From: Yan Zhao <yan.y.zhao@intel.com>
To: pbonzini@redhat.com, seanjc@google.com
Cc: linux-kernel@vger.kernel.org, kvm@vger.kernel.org,
x86@kernel.org, rick.p.edgecombe@intel.com,
dave.hansen@intel.com, kas@kernel.org, tabba@google.com,
ackerleytng@google.com, quic_eberman@quicinc.com,
michael.roth@amd.com, david@redhat.com, vannapurve@google.com,
vbabka@suse.cz, thomas.lendacky@amd.com, pgonda@google.com,
zhiquan1.li@intel.com, fan.du@intel.com, jun.miao@intel.com,
ira.weiny@intel.com, isaku.yamahata@intel.com,
xiaoyao.li@intel.com, binbin.wu@linux.intel.com,
chao.p.peng@intel.com, yan.y.zhao@intel.com
Subject: [RFC PATCH v2 13/23] KVM: x86: Introduce hugepage_set_guest_inhibit()
Date: Thu, 7 Aug 2025 17:44:10 +0800 [thread overview]
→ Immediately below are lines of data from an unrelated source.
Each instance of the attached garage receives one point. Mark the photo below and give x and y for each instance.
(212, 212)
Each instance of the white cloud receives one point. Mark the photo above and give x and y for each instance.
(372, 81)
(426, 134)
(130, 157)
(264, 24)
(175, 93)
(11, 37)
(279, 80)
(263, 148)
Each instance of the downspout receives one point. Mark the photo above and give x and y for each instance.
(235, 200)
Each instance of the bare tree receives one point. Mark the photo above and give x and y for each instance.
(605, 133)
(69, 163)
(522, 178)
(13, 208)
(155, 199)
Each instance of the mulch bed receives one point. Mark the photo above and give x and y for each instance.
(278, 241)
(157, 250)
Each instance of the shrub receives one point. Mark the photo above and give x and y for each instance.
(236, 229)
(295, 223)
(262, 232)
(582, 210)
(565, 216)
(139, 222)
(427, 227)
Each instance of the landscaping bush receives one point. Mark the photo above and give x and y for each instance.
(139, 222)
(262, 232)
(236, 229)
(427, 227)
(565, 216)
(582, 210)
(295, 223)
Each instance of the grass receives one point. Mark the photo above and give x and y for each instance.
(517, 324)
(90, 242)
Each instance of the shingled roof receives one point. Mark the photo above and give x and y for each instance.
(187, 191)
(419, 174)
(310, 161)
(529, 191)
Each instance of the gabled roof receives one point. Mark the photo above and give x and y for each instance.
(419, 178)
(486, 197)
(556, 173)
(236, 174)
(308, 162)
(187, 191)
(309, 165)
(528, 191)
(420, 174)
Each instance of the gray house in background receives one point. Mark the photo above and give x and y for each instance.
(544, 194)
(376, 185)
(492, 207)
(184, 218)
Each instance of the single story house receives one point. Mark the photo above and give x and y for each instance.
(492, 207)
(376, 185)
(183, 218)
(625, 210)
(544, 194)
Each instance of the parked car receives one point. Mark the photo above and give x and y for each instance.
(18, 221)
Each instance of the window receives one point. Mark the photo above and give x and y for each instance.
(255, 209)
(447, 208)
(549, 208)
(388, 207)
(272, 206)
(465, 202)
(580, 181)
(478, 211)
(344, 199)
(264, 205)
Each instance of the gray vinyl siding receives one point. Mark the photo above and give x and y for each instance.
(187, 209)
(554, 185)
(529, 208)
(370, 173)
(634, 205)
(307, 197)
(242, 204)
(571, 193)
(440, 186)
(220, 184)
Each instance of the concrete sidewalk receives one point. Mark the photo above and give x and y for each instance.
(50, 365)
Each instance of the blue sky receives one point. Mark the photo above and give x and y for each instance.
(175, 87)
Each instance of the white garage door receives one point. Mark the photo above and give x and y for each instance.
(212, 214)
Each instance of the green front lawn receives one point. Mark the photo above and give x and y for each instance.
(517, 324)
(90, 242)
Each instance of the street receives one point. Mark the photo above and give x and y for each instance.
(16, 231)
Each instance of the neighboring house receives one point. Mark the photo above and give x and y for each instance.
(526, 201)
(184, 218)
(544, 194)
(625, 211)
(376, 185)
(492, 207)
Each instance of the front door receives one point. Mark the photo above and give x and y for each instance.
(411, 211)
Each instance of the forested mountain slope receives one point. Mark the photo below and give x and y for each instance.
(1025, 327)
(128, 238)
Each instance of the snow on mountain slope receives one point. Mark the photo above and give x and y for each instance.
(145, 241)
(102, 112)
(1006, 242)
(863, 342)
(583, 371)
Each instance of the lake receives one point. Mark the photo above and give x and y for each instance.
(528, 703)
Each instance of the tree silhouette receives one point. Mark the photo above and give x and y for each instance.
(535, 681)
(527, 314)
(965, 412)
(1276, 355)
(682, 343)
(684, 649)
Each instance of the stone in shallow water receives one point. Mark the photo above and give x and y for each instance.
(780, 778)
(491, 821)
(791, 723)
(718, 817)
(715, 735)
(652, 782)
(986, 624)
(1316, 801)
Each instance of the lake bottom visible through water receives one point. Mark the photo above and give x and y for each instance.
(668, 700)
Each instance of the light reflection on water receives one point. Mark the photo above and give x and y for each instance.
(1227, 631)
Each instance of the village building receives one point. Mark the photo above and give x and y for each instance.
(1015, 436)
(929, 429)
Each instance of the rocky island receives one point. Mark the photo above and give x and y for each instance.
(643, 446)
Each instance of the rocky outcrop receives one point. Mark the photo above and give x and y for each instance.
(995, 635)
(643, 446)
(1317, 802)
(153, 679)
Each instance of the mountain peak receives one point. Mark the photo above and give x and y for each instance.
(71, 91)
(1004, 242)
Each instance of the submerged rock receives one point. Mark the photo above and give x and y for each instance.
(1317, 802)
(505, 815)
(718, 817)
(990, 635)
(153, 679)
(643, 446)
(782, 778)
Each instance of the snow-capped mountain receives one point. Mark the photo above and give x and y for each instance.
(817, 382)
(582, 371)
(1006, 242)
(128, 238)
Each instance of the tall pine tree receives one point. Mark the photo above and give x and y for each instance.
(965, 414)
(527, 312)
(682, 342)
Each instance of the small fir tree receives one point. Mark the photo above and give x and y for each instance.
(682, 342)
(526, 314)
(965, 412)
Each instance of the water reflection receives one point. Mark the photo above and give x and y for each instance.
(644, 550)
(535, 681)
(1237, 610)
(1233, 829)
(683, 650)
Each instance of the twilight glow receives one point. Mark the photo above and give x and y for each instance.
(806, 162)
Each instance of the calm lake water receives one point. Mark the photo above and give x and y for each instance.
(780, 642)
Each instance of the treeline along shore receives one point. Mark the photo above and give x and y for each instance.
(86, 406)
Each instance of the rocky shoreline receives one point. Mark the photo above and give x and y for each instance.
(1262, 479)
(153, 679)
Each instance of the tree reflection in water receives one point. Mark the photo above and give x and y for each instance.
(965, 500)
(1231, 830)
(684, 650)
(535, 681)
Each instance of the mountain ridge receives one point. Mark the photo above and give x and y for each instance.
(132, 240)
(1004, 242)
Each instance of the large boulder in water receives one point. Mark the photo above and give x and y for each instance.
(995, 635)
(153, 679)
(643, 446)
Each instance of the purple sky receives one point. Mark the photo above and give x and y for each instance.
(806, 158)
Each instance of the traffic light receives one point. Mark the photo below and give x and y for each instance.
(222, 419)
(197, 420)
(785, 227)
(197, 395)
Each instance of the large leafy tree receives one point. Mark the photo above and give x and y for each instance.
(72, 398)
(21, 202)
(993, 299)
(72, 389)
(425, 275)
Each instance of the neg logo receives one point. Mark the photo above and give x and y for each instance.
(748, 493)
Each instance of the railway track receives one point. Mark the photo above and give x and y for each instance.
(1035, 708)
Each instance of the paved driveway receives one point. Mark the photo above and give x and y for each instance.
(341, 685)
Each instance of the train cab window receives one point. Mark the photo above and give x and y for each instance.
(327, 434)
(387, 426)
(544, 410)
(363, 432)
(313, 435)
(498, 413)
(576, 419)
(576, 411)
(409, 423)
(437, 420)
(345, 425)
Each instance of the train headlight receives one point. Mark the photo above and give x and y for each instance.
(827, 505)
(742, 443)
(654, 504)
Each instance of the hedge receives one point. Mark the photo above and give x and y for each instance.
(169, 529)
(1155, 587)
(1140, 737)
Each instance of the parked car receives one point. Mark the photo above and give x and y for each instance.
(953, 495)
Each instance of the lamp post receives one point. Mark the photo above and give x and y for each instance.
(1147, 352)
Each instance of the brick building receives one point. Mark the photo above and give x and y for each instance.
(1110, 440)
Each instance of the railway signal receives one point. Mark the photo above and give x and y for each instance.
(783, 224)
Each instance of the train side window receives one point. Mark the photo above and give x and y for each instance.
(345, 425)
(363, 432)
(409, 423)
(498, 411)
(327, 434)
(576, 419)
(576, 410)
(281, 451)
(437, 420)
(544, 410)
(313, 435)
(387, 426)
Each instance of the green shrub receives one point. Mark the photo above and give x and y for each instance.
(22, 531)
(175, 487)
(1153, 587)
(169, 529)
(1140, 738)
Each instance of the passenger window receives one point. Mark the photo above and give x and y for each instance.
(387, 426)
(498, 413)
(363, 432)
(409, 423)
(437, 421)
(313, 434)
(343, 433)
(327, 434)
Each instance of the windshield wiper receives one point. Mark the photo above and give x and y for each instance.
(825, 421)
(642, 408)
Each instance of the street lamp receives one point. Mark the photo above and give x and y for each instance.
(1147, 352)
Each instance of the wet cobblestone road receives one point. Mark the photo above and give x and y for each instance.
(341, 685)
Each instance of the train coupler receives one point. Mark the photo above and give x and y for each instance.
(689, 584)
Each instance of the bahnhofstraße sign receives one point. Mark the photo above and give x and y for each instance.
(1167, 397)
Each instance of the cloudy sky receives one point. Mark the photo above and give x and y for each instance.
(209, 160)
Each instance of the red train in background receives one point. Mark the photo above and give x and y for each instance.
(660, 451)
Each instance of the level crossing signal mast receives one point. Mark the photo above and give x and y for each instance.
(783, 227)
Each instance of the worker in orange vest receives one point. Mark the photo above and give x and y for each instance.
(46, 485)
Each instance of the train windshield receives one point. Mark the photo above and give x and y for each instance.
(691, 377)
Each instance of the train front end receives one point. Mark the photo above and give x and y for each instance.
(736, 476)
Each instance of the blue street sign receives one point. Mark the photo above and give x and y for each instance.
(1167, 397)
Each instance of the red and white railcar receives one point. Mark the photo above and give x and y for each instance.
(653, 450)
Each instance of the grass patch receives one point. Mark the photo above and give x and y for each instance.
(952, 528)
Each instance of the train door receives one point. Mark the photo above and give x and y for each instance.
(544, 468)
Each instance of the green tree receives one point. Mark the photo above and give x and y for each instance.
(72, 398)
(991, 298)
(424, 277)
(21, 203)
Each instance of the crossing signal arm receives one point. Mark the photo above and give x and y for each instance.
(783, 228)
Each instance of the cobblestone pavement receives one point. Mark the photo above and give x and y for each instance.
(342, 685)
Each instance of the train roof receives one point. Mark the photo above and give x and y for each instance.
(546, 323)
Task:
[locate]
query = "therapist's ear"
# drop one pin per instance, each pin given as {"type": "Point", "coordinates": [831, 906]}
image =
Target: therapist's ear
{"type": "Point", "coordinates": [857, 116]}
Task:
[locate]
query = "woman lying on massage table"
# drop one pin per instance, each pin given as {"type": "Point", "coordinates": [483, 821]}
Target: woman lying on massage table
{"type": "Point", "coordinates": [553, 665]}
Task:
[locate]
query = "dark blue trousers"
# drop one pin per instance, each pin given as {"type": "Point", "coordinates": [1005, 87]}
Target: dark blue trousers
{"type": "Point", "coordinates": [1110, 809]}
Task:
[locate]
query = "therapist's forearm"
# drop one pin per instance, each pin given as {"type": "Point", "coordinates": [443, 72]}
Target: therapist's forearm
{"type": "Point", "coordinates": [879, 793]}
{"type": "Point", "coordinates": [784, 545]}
Message-ID: <20250807094410.4621-1-yan.y.zhao@intel.com> (raw)
In-Reply-To: <20250807093950.4395-1-yan.y.zhao@intel.com>
TDX requires guests to accept S-EPT mappings created by the host KVM. Due
to the current implementation of the TDX module, if a guest accepts a GFN
at a lower level after KVM maps it at a higher level, the TDX module will
emulate an EPT violation VMExit to KVM instead of returning a size mismatch
error to the guest. If KVM fails to perform page splitting in the VMExit
handler, the guest's accept operation will be triggered again upon
re-entering the guest, causing a repeated EPT violation VMExit.
To facilitate passing the guest's accept level information to the KVM MMU
core and to prevent the repeated mapping of a GFN at different levels due
to different accept levels specified by different vCPUs, introduce the
interface hugepage_set_guest_inhibit(). This interface specifies across
vCPUs that mapping at a certain level is inhibited from the guest.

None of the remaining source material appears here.